And so to Spain
Jul 17, 2011
|We try to walk to the old city of Andorra but have trouble finding it so we return to collect Louis and set out for Spain.
It seems only minutes before we cross the border – no stop at the actual border but we are stopped for customs that only ask if we have alcohol and cigarettes from Andorra. The answer is negative.
Immediately the scenery changes from the wonderful Pyrenees to a much dryer almost arid country. It is amazing the landscape can change so instantly. Now an almost white sandy soil, rocky mountains scattered with trees. At first citrus and fruit trees which eventually give way to olive and almond trees.
Quite a few large dams with canal branching out to the various orchards. Towns and villages just appear out of nowhere.
We stop at one major town to visit the supermarcat for lunch supplies and then continue to our stop for the night at La Fresneda.
La Fresneda is a very small village, built as usual on a hill. On the top are the ruins of an old church or castle – I haven’t discovered which yet. Our hacienda is on one of the narrow streets, at least one wall in our rooms are old stonewalls although the facilities are quite modern. In fact one side of the shower stall is a stone wall.
We unload our belongings and then go for a drive to find the horse-riding place we had seen mentioned.
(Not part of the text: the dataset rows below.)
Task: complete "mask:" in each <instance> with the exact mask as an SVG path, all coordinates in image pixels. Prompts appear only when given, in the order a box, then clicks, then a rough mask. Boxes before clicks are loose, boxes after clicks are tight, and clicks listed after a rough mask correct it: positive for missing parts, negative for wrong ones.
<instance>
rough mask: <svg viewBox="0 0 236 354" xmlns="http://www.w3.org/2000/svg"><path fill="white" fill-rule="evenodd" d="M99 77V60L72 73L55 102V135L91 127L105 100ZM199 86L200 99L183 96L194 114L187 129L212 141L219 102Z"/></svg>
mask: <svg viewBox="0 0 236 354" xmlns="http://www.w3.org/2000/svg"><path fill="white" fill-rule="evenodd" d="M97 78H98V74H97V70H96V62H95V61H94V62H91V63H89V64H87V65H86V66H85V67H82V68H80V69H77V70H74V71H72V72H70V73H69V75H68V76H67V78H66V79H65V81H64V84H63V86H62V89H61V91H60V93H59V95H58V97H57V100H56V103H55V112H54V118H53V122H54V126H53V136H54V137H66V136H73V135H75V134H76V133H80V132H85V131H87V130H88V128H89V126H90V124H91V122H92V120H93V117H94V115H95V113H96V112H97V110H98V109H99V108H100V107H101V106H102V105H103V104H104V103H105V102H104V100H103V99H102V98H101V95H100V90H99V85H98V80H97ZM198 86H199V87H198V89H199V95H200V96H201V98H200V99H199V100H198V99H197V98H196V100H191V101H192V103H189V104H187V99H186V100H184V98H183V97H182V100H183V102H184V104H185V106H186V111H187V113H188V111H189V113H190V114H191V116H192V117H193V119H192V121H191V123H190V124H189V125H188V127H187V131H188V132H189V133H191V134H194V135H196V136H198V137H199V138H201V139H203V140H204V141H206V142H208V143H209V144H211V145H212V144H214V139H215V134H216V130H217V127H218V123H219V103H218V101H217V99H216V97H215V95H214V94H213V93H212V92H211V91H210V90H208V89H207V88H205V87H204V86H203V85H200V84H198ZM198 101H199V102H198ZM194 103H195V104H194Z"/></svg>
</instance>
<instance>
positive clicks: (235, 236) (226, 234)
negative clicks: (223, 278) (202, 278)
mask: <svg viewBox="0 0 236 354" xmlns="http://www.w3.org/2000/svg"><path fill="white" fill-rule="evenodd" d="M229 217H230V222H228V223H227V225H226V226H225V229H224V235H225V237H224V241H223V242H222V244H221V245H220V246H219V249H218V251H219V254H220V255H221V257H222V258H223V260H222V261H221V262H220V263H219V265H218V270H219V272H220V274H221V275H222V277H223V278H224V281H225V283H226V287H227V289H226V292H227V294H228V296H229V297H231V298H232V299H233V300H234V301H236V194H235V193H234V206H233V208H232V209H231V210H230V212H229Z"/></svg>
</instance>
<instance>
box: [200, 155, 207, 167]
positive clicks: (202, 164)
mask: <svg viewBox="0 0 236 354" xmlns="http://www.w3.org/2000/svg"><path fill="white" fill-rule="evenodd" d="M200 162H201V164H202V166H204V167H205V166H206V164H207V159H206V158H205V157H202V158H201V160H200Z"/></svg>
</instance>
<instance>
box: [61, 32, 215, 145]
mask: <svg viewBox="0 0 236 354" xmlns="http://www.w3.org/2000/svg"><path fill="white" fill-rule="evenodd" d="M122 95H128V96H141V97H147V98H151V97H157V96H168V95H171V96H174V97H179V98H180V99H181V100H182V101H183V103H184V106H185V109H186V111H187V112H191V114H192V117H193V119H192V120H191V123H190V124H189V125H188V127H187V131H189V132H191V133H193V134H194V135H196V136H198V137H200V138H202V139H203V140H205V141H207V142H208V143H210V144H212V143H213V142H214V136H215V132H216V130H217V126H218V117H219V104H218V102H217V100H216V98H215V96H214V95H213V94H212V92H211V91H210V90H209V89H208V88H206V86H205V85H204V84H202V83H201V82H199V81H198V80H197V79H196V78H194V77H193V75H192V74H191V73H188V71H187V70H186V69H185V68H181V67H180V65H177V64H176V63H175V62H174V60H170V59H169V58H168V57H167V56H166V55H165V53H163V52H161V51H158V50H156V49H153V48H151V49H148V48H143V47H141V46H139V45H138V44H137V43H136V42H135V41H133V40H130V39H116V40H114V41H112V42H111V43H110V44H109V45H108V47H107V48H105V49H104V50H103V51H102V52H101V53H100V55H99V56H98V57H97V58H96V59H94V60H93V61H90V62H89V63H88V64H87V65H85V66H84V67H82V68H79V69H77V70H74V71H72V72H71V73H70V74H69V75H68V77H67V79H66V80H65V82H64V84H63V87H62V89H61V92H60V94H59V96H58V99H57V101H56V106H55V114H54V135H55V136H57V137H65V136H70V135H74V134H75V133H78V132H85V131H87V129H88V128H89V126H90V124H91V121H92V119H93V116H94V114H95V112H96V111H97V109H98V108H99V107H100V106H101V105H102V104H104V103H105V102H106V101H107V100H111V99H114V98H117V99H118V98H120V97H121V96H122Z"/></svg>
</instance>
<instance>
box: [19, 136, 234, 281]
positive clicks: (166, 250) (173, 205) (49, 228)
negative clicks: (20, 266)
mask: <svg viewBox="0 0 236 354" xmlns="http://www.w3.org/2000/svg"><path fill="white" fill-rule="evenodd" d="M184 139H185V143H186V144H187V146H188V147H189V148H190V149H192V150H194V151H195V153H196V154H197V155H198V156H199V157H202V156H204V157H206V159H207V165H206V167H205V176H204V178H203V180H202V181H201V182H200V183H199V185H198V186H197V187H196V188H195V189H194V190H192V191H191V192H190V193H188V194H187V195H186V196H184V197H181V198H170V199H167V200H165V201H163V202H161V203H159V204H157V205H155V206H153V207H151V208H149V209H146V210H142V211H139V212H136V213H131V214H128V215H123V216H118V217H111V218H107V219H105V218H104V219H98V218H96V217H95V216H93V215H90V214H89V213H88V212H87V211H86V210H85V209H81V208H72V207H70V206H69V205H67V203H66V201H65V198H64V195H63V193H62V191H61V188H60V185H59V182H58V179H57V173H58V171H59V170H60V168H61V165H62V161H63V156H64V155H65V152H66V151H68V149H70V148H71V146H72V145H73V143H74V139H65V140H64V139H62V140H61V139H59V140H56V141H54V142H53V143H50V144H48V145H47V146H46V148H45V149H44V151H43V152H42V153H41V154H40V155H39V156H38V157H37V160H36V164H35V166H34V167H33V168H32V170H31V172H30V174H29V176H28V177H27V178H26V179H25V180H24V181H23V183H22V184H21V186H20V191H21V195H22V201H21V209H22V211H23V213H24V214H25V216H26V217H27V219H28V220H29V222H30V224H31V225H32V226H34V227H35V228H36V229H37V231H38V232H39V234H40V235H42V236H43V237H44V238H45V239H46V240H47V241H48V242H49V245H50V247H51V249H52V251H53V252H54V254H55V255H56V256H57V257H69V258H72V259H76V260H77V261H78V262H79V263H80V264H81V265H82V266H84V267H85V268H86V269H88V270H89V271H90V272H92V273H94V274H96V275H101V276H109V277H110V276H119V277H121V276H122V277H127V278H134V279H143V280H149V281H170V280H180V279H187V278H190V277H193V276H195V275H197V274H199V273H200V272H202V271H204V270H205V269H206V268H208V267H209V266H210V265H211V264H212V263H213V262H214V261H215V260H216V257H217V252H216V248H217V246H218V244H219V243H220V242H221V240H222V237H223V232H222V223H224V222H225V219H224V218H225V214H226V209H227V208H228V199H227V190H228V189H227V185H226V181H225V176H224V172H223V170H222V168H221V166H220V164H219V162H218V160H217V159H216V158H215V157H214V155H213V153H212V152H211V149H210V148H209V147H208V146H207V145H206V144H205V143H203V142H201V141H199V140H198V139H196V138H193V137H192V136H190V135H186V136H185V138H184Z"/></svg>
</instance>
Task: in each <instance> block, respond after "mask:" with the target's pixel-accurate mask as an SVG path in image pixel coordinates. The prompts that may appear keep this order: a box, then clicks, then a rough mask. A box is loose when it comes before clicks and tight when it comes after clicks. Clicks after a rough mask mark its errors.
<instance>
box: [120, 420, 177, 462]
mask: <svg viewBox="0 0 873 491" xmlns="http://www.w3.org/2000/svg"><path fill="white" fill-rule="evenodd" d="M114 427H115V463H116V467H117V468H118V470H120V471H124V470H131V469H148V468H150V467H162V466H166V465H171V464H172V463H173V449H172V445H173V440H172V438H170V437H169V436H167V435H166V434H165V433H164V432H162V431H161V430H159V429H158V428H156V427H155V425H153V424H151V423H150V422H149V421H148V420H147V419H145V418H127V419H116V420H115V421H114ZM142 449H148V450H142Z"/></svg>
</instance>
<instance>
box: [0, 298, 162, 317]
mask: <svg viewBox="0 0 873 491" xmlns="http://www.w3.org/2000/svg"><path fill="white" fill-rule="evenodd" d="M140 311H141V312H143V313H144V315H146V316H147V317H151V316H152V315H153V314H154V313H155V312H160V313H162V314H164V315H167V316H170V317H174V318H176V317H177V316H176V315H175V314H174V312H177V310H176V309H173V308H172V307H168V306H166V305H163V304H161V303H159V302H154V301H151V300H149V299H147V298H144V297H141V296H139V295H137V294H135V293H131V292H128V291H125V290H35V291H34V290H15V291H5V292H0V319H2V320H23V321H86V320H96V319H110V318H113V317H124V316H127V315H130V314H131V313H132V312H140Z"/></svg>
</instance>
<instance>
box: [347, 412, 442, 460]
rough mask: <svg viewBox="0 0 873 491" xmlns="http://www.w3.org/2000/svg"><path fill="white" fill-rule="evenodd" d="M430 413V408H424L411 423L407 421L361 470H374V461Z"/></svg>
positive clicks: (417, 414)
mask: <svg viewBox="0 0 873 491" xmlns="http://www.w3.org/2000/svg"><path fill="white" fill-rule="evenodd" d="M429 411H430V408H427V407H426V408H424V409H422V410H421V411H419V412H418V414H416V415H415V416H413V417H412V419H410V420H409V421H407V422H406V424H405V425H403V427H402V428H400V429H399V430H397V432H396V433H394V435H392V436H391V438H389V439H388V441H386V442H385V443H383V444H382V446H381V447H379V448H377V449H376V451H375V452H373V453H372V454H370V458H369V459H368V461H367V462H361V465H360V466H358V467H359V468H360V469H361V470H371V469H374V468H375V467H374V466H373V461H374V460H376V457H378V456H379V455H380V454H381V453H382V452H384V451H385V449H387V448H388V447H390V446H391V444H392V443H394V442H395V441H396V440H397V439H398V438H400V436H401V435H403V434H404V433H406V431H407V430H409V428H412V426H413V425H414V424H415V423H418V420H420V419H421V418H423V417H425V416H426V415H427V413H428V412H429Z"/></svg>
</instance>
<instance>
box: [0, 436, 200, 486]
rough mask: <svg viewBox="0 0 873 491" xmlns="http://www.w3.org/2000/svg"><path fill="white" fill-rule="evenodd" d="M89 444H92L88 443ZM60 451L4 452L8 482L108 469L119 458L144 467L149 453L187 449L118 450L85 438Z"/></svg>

This takes us to another village and as there are no signs we drive around on the off chance we can find something. This leads us through the most narrow of roads through the old part of the village – not sure what we would have done if a vehicle had come the other way.
This road leads us to other rural roads and eventually we find a sign to horse stables.
Turns out the stables are owned by and English lady who has lived in Spain for seven years.
There is not time to go on a trail ride but she offers Kim a lesson tomorrow before we head off again.
That settled we return to La Fresneda and try to find a restaurant for tea. Most are closed as it is Monday night but we do come across a bar that offers Tapas – a great selection.
Afterwards we climb through the village to the ruins on the top of the hill to watch the sunset at 9.30pm. At least the sun is setting earlier as we go south.
Quite like this little village stuck in the middle nowhere and with very few foreign tourists. Have no idea what they do for a living.